During the diagnosis phase, AI was largely unable to help.

At first I tried asking AI to directly analyze the code and identify where the performance bottleneck was. The result was that AI produced a bunch of guesses that were almost entirely wrong — because performance problems are runtime behavior, not something that can be discovered through static code analysis. AI couldn't see that 1,000 connections all landing on the same shard during the benchmark, and it couldn't see the queuing effect of tokio RwLock's writer-preference policy under high concurrency.

Perceiving anomalies, forming hypotheses, designing experiments — these can only be done by humans.

The breakthrough for the first problem was: logs showed large numbers of requests stuck at add_connection; the connect_id values entering this step were printed, but the logs for subsequent steps never appeared. This anomaly was noticed by a human, not AI.

The second problem was more subtle. After fixing the first problem, some requests were still occasionally timing out. After adding timing to each step in connect(), a strange pattern appeared in the logs: get_cluster, check_limit, and build_conn occasionally all became slow at the same time, and in batches.

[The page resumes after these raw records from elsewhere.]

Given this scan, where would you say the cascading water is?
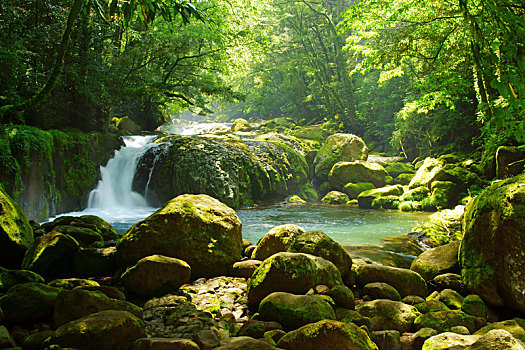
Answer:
[88,136,157,209]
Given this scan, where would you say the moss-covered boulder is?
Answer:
[50,310,146,350]
[51,225,104,248]
[0,282,62,324]
[73,247,117,277]
[321,191,349,204]
[496,146,525,179]
[248,252,343,307]
[121,255,191,297]
[22,232,79,279]
[356,264,427,298]
[53,288,142,327]
[277,320,378,350]
[363,282,401,301]
[42,215,118,241]
[0,267,44,292]
[252,224,305,261]
[356,299,420,333]
[117,195,242,277]
[313,134,368,179]
[414,310,477,333]
[343,182,375,199]
[133,134,309,208]
[328,161,387,189]
[459,175,525,312]
[259,292,335,331]
[0,186,33,268]
[357,185,404,209]
[410,241,461,281]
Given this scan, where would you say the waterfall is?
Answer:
[88,136,158,209]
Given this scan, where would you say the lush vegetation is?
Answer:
[0,0,525,157]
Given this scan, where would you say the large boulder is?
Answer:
[259,292,335,331]
[328,161,387,189]
[0,282,62,324]
[53,288,142,326]
[313,134,368,179]
[252,224,305,261]
[50,310,146,350]
[356,299,420,333]
[22,232,79,279]
[410,241,461,281]
[121,255,191,297]
[356,264,427,298]
[459,174,525,312]
[0,186,33,268]
[277,320,378,350]
[248,252,343,307]
[117,195,242,277]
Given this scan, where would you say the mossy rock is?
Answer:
[410,241,461,281]
[459,175,525,312]
[414,310,477,333]
[47,278,100,290]
[385,162,415,178]
[117,195,242,277]
[357,185,404,209]
[343,182,375,199]
[0,186,33,268]
[73,247,117,278]
[321,191,350,204]
[328,161,387,189]
[22,232,79,279]
[51,225,104,248]
[356,299,420,333]
[0,267,44,292]
[313,134,368,179]
[259,292,335,331]
[50,311,146,350]
[120,255,191,297]
[0,282,62,324]
[356,264,427,297]
[277,320,378,350]
[248,252,343,307]
[53,288,142,327]
[252,224,305,261]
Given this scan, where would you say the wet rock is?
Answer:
[459,175,525,312]
[231,260,262,278]
[50,311,146,350]
[0,186,33,269]
[313,134,368,180]
[363,282,401,301]
[248,252,343,307]
[73,247,117,277]
[0,267,44,292]
[22,232,79,279]
[53,289,142,326]
[414,310,477,333]
[410,241,461,281]
[321,191,350,204]
[356,299,420,333]
[356,264,427,297]
[121,255,191,297]
[0,282,62,324]
[277,320,378,350]
[117,195,242,278]
[259,292,335,331]
[133,338,200,350]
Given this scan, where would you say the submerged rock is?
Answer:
[117,195,242,277]
[0,186,33,268]
[459,175,525,312]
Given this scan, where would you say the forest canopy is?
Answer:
[0,0,525,156]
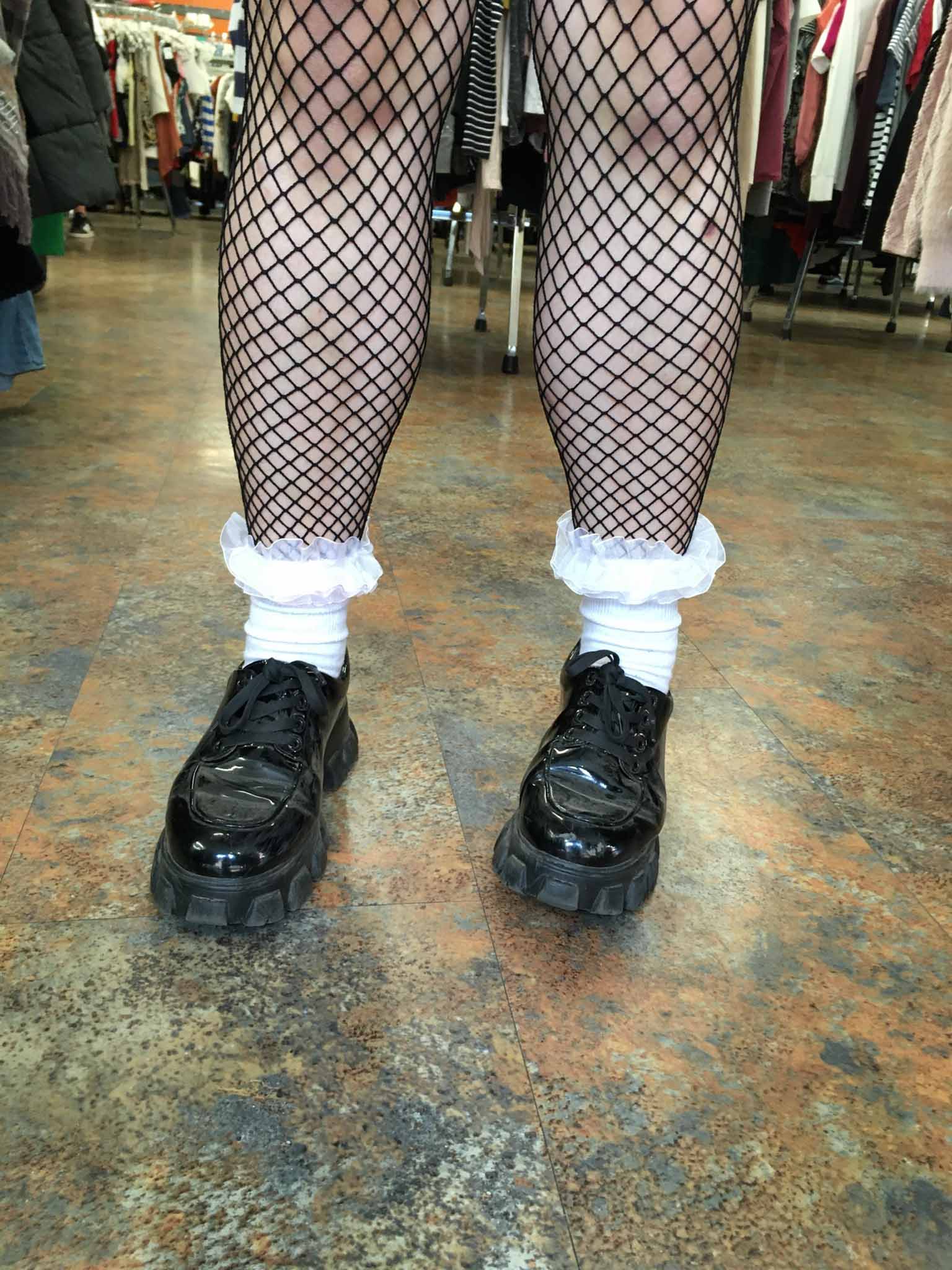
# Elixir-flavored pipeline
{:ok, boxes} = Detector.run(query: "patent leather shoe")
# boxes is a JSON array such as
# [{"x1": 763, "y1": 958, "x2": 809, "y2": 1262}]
[
  {"x1": 493, "y1": 645, "x2": 674, "y2": 915},
  {"x1": 151, "y1": 659, "x2": 358, "y2": 926}
]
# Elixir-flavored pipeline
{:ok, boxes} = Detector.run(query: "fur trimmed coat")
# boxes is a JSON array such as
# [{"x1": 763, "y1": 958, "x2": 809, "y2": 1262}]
[{"x1": 882, "y1": 20, "x2": 952, "y2": 295}]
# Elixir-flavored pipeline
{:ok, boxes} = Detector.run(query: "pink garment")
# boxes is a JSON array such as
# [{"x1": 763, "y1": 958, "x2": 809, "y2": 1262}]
[
  {"x1": 754, "y1": 0, "x2": 793, "y2": 180},
  {"x1": 793, "y1": 0, "x2": 840, "y2": 167},
  {"x1": 882, "y1": 14, "x2": 952, "y2": 295},
  {"x1": 822, "y1": 0, "x2": 847, "y2": 66}
]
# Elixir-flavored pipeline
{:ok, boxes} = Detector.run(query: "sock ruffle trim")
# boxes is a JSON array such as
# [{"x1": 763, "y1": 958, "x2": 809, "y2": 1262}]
[
  {"x1": 221, "y1": 512, "x2": 383, "y2": 605},
  {"x1": 552, "y1": 512, "x2": 726, "y2": 605}
]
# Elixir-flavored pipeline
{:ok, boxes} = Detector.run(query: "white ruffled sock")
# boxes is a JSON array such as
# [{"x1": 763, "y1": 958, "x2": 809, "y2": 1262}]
[
  {"x1": 221, "y1": 515, "x2": 382, "y2": 678},
  {"x1": 245, "y1": 597, "x2": 348, "y2": 680},
  {"x1": 579, "y1": 596, "x2": 681, "y2": 692},
  {"x1": 552, "y1": 512, "x2": 725, "y2": 692}
]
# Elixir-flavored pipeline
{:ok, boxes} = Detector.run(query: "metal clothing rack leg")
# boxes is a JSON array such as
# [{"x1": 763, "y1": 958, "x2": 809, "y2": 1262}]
[
  {"x1": 472, "y1": 268, "x2": 493, "y2": 330},
  {"x1": 781, "y1": 226, "x2": 820, "y2": 339},
  {"x1": 443, "y1": 216, "x2": 459, "y2": 287},
  {"x1": 503, "y1": 208, "x2": 526, "y2": 375},
  {"x1": 886, "y1": 260, "x2": 906, "y2": 335}
]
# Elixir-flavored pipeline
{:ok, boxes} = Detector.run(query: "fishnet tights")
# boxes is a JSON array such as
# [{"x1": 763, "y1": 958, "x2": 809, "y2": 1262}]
[{"x1": 221, "y1": 0, "x2": 756, "y2": 550}]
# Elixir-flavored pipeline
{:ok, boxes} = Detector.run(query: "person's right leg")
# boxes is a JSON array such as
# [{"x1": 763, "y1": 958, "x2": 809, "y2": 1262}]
[{"x1": 152, "y1": 0, "x2": 475, "y2": 926}]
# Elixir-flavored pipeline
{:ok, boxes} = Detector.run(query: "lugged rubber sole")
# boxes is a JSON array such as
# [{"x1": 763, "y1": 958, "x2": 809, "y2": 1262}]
[
  {"x1": 150, "y1": 724, "x2": 358, "y2": 927},
  {"x1": 493, "y1": 817, "x2": 660, "y2": 917}
]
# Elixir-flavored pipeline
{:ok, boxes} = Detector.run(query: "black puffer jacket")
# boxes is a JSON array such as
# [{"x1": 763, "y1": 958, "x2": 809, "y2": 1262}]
[{"x1": 17, "y1": 0, "x2": 115, "y2": 216}]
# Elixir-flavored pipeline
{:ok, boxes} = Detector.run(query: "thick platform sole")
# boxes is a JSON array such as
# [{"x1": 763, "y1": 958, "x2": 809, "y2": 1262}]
[
  {"x1": 493, "y1": 818, "x2": 660, "y2": 917},
  {"x1": 151, "y1": 722, "x2": 358, "y2": 928}
]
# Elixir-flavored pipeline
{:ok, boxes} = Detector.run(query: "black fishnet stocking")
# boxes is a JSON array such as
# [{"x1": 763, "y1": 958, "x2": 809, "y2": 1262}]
[
  {"x1": 221, "y1": 0, "x2": 754, "y2": 550},
  {"x1": 219, "y1": 0, "x2": 475, "y2": 544},
  {"x1": 534, "y1": 0, "x2": 756, "y2": 551}
]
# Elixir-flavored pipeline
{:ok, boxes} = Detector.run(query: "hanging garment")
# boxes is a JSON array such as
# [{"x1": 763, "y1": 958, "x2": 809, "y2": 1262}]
[
  {"x1": 906, "y1": 0, "x2": 935, "y2": 93},
  {"x1": 175, "y1": 46, "x2": 212, "y2": 97},
  {"x1": 229, "y1": 0, "x2": 247, "y2": 114},
  {"x1": 198, "y1": 87, "x2": 214, "y2": 158},
  {"x1": 738, "y1": 0, "x2": 768, "y2": 207},
  {"x1": 503, "y1": 0, "x2": 532, "y2": 146},
  {"x1": 882, "y1": 23, "x2": 952, "y2": 285},
  {"x1": 834, "y1": 0, "x2": 900, "y2": 230},
  {"x1": 810, "y1": 0, "x2": 879, "y2": 203},
  {"x1": 464, "y1": 0, "x2": 503, "y2": 159},
  {"x1": 0, "y1": 0, "x2": 30, "y2": 244},
  {"x1": 212, "y1": 71, "x2": 235, "y2": 177},
  {"x1": 793, "y1": 0, "x2": 839, "y2": 167},
  {"x1": 754, "y1": 0, "x2": 793, "y2": 182},
  {"x1": 863, "y1": 15, "x2": 942, "y2": 252},
  {"x1": 15, "y1": 0, "x2": 115, "y2": 216},
  {"x1": 149, "y1": 33, "x2": 182, "y2": 180},
  {"x1": 0, "y1": 291, "x2": 46, "y2": 393}
]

Under normal conditions, these steps should only be reading an in-memory object — they shouldn't be slow. "These steps shouldn't be slow, but they're all slow together" — this observation was made by a human.

What AI Is Good At

Once the problem was located, AI's value truly showed.

Knowledge retrieval: After describing tokio::sync::RwLock's behavior under writer-preference policy, and the symptom of "the read operation itself only takes nanoseconds yet it's still slow under high concurrency," AI immediately suggested ArcSwap and explained why it is the optimal choice in a "reads vastly outnumber writes, whole-value replacement" scenario. ArcSwap was not something I was familiar with before — AI recommended it.

Execution amplification: Once the direction was clear, changing all 19 files that had get_cluster_config().await calls to synchronous — while simultaneously updating type definitions, adjusting all call sites, and modifying Cargo.toml dependencies — AI could do all these batch mechanical changes quickly and accurately, without needing to manually search file by file.

The Essence of This Collaboration Pattern

It's not "throw the problem at AI and let AI solve it," but rather:

Humans are responsible for perceiving anomalies, forming hypotheses, and designing experiments; AI is responsible for rapidly turning human thinking into code and knowledge.

The human is the driver of the entire debug process; AI is the execution amplifier. This division is especially clear for performance problems — without a human noticing "these steps shouldn't be slow but they're all slow together," AI would never find the RwLock issue.

Once a clear direction is established, AI's efficiency far surpasses doing things by hand. But the direction itself can only come from humans.